Syrie : Obama doit agir !

Anne-Marie Slaughter est professeure en sciences politiques et affaires internationales à l’Université de Princeton. Elle a été directrice de la prospective au département d’Etat de 2009 à 2011.

En cette période électorale aux USA, on peut voir deux hommes dans le président Obama. Il y a celui du discours du Caire en 2009 qui a appelé à un renouveau des relations entre les USA et le monde musulman. Mais cet Obama est de plus en plus éclipsé par Obama le tueur de terroristes, le commandant en chef qui a lancé des centaines de drones contre el-Qaëda et ses affidés, celui qui a donné l’ordre de tuer Ben Laden. 


L’Obama du Caire avait parfaitement compris quels sont les fondements de la sécurité des USA, mais le commandant en chef Obama les ignore en faisant ce qu’il croit nécessaire pour protéger les Américains. C’est pourquoi il faudrait que des pays musulmans l’appellent à prendre ses responsabilités.


Considérons la Syrie. Tout ce qui s’y passe était prévisible et prévu : une guerre par alliés interposés entre l’Arabie saoudite et l’Iran, montée du sectarisme et de la ségrégation ethnique, polarisation des extrêmes, les modérés réduits au silence, déstabilisation des pays voisins, infiltration par des groupes terroristes et un bain de sang dont le pays mettra des décennies à se remettre. Les groupes d’opposition syriens implorent qu’on veuille bien leur donner des armes pour combattre les avions du président Bachar el-Assad, défendre des territoires difficilement gagnés, protéger les civils et indiquer à Assad que le monde ne restera pas les bras croisés alors qu’il emploie tous les moyens pour réprimer son propre peuple.

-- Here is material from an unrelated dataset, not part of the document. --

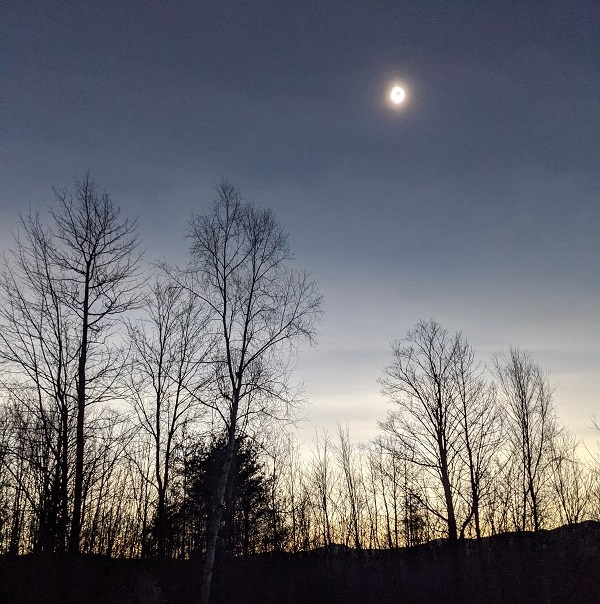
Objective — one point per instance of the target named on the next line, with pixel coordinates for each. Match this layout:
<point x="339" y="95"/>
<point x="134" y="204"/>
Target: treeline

Tous les matins, Obama reçoit un document qui l’informe de chaque complot destiné à tuer des Américains. Il sait qu’une arme capable de descendre un avion de guerre syrien peut tout aussi bien être utilisée par un terroriste contre un avion de ligne américain. Il croit qu’il a fait le bon choix en suivant la voie de la prudence et en attendant que le conflit syrien finisse par s’éteindre de lui-même, tout en minimisant les menaces à long terme contre des vies américaines.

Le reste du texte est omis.